Enseguida advertí una contradicción en el relato del corresponsal italiano. El accidente tuvo lugar en realidad por la mañana, después de misa, y no por la tarde. El entonces Defensor del Pueblo, Fernando Álvarez de Miranda, que asistió al sepelio del infante, me lo reveló: «Yo creo que el accidente fue al final de la mañana, después de misa, en un momento en que se quedaron ellos solos jugando...». «Los niños –proseguía Laot– suplicaron a su madre y le prometieron que no cometerían ninguna imprudencia. Ella acabó por ceder, fue a buscar la llave a la chaqueta de su marido...». Y poco después sonó un disparo, seguido de un desconcertante silencio. Laot reproducía el desenlace fatal: «Juan Carlos manipuló el arma y se disparó. Juanito sufrió el aprendizaje de la mayor de las desgracias, la de saberse culpable. Culpable en primer lugar de haber desobedecido a su padre».

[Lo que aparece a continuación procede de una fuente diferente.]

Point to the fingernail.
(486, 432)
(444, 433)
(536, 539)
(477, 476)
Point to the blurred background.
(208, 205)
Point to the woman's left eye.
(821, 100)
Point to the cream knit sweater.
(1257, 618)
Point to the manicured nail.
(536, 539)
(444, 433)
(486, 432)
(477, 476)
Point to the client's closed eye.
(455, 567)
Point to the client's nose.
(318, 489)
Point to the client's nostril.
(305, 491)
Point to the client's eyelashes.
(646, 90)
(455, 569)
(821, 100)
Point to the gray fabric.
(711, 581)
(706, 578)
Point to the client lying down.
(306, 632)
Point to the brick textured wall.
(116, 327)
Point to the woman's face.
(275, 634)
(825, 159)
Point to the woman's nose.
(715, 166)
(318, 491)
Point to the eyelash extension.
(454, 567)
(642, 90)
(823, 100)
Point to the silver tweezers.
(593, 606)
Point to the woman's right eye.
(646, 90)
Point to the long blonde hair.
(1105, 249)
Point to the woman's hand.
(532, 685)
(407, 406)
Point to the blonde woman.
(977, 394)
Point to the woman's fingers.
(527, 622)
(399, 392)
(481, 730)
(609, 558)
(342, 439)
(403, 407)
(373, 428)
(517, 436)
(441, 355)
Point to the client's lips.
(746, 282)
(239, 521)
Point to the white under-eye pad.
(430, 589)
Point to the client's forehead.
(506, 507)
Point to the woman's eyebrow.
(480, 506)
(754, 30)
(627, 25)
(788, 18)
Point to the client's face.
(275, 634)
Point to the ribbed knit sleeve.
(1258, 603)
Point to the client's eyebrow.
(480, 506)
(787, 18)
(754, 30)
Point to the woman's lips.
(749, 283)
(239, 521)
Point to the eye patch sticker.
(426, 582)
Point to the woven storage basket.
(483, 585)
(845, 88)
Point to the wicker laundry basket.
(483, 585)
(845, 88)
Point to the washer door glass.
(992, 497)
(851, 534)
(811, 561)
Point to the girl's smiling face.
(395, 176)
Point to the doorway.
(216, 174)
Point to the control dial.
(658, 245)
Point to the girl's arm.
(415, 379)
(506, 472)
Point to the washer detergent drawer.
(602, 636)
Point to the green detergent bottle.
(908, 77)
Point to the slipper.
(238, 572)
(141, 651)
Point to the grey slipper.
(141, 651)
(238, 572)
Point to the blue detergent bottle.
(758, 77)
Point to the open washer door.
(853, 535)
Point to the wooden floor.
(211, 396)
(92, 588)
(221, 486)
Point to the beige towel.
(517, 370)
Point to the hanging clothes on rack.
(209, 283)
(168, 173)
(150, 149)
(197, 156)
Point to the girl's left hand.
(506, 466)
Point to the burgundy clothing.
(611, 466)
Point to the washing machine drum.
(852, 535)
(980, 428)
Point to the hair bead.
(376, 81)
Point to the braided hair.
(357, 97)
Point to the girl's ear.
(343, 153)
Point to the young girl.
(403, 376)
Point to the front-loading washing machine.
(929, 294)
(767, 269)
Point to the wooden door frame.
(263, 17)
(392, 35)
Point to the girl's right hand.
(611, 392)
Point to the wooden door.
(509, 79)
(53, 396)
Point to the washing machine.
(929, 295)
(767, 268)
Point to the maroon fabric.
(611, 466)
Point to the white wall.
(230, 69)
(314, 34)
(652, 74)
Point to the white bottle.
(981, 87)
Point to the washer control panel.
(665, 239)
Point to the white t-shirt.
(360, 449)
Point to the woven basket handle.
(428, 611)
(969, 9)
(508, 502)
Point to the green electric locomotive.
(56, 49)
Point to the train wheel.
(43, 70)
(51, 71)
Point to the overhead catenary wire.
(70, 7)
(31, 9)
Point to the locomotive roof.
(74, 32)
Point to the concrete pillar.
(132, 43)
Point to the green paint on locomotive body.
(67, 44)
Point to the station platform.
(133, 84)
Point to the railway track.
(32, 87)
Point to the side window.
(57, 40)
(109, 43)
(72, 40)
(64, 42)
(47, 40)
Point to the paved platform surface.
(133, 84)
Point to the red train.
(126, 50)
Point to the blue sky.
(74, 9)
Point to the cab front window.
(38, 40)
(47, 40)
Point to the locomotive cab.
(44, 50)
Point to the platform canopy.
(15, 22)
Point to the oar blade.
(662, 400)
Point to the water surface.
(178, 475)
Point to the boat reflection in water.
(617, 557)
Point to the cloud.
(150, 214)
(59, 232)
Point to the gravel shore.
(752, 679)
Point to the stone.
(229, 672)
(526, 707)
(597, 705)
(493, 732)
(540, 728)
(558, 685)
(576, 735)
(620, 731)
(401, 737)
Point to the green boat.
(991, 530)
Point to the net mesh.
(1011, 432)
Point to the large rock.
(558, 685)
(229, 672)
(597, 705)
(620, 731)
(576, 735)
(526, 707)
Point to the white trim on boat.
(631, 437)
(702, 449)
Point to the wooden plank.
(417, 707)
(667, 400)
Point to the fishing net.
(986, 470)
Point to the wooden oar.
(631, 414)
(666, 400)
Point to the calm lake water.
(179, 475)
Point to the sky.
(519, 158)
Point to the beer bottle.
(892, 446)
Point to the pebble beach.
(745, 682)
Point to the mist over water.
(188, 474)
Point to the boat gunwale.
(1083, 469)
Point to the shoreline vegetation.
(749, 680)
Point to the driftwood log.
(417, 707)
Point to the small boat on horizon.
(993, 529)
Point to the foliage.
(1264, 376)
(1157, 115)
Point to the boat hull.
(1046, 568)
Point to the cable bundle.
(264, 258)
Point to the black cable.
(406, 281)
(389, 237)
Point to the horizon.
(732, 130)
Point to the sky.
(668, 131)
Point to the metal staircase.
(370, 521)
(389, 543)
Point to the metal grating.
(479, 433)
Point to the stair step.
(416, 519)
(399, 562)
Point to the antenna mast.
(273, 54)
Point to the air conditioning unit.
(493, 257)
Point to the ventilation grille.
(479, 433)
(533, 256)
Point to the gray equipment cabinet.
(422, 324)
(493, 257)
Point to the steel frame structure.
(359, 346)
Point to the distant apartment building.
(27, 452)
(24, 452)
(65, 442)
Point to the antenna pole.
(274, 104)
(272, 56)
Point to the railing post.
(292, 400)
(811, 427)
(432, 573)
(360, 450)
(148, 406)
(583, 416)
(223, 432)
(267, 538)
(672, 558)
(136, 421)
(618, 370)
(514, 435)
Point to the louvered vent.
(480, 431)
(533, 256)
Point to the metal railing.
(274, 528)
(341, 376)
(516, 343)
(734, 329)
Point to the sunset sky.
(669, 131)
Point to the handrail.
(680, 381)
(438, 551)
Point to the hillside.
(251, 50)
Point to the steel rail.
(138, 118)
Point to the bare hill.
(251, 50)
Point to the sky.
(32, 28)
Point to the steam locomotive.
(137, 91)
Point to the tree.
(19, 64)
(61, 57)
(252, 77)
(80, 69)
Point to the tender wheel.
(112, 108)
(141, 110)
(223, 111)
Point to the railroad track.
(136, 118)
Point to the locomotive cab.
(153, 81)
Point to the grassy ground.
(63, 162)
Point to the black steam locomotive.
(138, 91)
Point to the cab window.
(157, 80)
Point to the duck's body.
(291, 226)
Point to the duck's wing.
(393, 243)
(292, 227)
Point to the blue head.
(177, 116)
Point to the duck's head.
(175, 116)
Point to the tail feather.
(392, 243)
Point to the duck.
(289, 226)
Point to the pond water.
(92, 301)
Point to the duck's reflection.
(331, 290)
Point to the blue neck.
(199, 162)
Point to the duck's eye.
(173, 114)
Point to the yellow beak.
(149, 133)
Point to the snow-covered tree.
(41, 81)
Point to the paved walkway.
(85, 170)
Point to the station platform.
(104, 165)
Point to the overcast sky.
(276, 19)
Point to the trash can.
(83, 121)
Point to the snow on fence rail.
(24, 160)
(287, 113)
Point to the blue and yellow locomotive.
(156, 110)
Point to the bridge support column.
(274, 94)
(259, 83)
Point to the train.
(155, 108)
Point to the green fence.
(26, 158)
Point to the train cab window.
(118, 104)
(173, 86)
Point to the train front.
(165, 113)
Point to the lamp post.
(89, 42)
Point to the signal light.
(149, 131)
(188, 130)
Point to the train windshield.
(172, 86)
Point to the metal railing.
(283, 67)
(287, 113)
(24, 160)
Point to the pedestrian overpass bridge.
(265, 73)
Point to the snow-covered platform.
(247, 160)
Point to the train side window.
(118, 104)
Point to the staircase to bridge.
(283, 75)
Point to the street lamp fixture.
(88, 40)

La condesa de Barcelona se quedó sin respiración al oír los gritos de Juanito. «¡No, tengo que decírselo yo!», espetaba el infante a la señorita de compañía. Don Juan salió como un relámpago del despacho y corrió escaleras arriba, hacia el tétrico escenario. Allí descubrió a su hijo Alfonso, de casi quince años, desplomado en el suelo con un disparo en la frente. Su primogénito Juan Carlos, de dieciocho, estaba unos segundos antes con él. Desolado, el conde de Barcelona intentó como pudo detener la hemorragia. Taponó con sus dedos los orificios de entrada y salida por donde manaba la sangre a borbotones. Pero su hijo murió irremediablemente en sus brazos. El médico de la Familia Real, José Loureiro, certificó la muerte instantánea.
La pistola, al mar
Don Juan se desmoronó. El recio hombre de mar perdió en unos segundos el rumbo de la Historia. La maldición se había cebado con su hijo pequeño mientras jugaba con su hermano mayor, que disfrutaba de un permiso en la Academia Militar de Zaragoza. Y sin pronunciar una sola palabra, el conde de Barcelona subió a su lujoso Bentley negro y se alejó a gran velocidad por las angostas carreteras de Estoril. En el salpicadero había una fotografía de sus cuatro hijos que colocó su esposa, advirtiéndole: «Para que nunca olvides que no tienes derecho a arriesgar tu vida...». Don Juan llegó hasta el mar y arrojó allí el arma. «Yo hubiese hecho una cosa parecida», me dijo Torcuato Luca de Tena, consejero de Don Juan, intentando ponerse en un aprieto semejante. «Un arrebato de ira, de cólera. Con este maldito juguete que le ha regalado un imbécil de tal...».